父は“レーヴェ”だ。国の不祥事を始末する、危険で、残酷で、誇りある職務。代々バルクス家が担うその役目は、父の次には自分がやるのだともう決めていた。
そう宣言した時、父も母も、驚きに固まっていた。そして、泣きながら抱きしめてくれた。
(だって・・・私は一人娘だもの。お父様が引退される時には誰かが引き継がなければ。今の代には子供が私しかいないから、私が継ぐのは当然よね?)
イルアにとっては当然の選択で、自分が他の令嬢と同じように人生を過ごす事は念頭になかった。レーヴェとして生きる事が、すでにもうイルアの人生であると考えていたのだ。
「奥様、旦那様がお帰りですよ!」
唯一の使用人であるスイが帰宅を告げると、母はイルアに目配せする。イルアは頷いてみせて、扉の影へそっと移動した。
「ただいま——」
「おかえりなさい!」
ぱっと影から飛び出していくと、父はとっさに抱きしめてから頬に手を当てて上向かせた。
「イルア!まだ起きていたのかい?」
案の定驚いた顔で目を覗き込んでいる。イルアはぎゅっと父を抱きしめて笑った。
「だって、お出迎えしたかったんだもの!」
「困った子だね。女の子は早く寝ないと駄目だよ。」
苦笑しながら優しく髪を撫でてくれて、父はきょとりと周りを見回した。
「おかえりなさい、アウル。今日もご無事で・・・」
母が歩み寄ると、父はそっと抱きしめていた手を離し、今度は母を抱きしめる。
「ただいま、愛しいルーラ・・・」
こうなればイルアはそっと立ち去るしかない。父と母が愛おしそうにお互いを見つめるのを見て、イルアもなんだか嬉しい気持ちになるのだ。
「お父様とお母様は相思相愛よね?」
小さな声でスイに訊ねると、スイは同じく小さな声で答えてくれた。
「ええ、こんな素敵なご夫婦はそうおられませんわ、お嬢様。」
「そうよね。」
嬉しくなって、つい頬が緩む。こんな気分で寝られる日が多いというのも、嬉しい事だった。

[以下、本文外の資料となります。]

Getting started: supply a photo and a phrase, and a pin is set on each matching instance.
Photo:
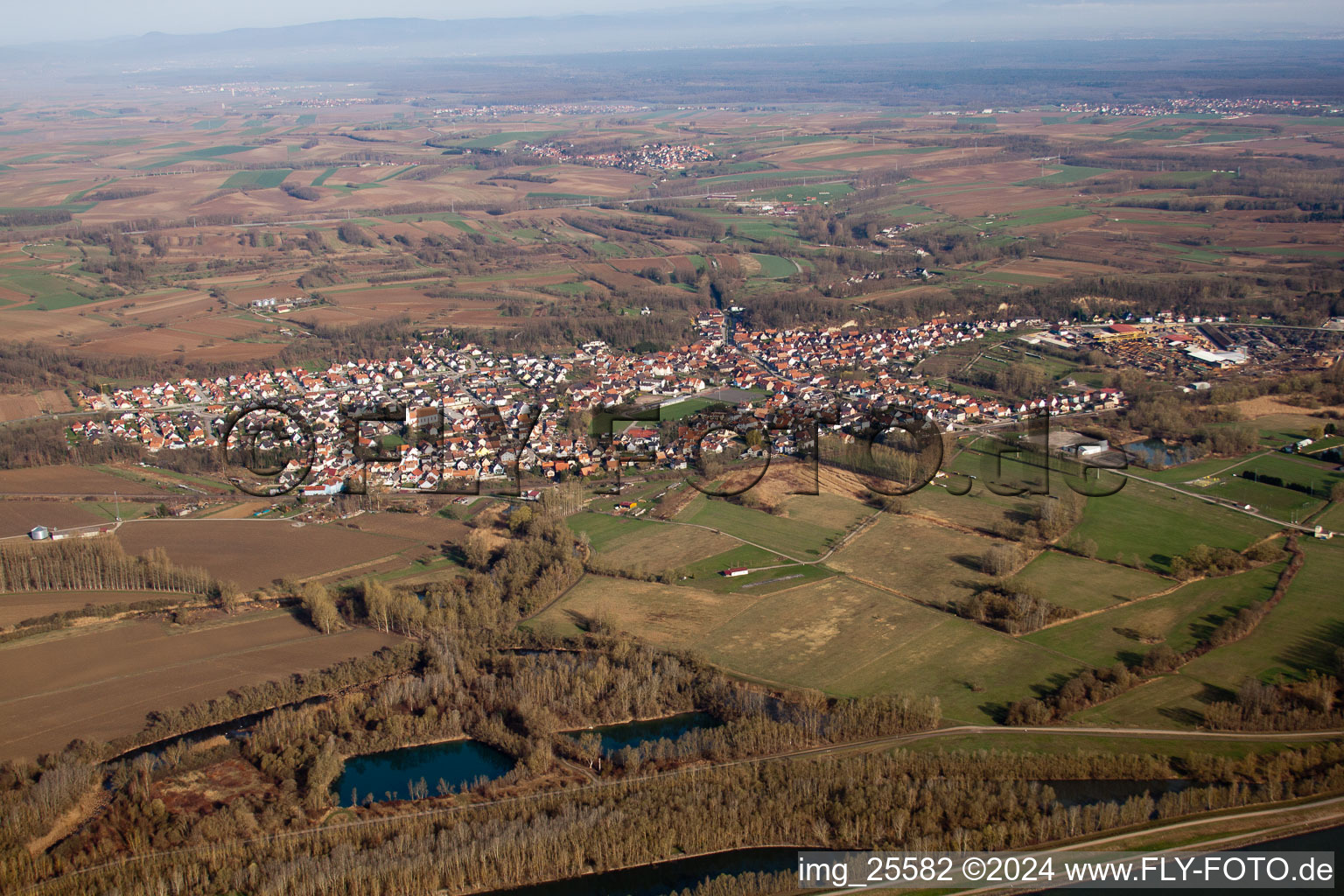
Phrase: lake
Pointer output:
(1081, 793)
(1156, 454)
(458, 762)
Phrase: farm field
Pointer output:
(20, 606)
(72, 480)
(839, 635)
(796, 537)
(1179, 620)
(1088, 584)
(19, 517)
(101, 684)
(920, 560)
(648, 546)
(1158, 524)
(257, 552)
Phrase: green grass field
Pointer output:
(1271, 500)
(197, 155)
(773, 266)
(1156, 524)
(800, 539)
(1180, 618)
(1088, 584)
(1298, 635)
(47, 291)
(835, 634)
(815, 175)
(257, 178)
(1031, 216)
(489, 141)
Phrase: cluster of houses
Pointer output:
(444, 418)
(662, 156)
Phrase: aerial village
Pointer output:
(469, 414)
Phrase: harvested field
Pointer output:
(70, 480)
(430, 528)
(1266, 406)
(101, 684)
(256, 552)
(18, 517)
(30, 605)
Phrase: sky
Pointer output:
(95, 19)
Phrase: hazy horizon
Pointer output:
(933, 20)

「ねえ、お父様とお母様は、やっぱり周りから見ても良い夫婦なのかしら?」
最近顔を合わせるようになった友人に聞いてみると、彼は驚いた表情で読んでいた本から顔を上げた。
「一体なに?いきなり・・・」
彼は大抵中庭に隠れるようにいて、一緒にいても特に話に花が咲く事はなく、お互いゆっくりと時間を過ごす事が多い。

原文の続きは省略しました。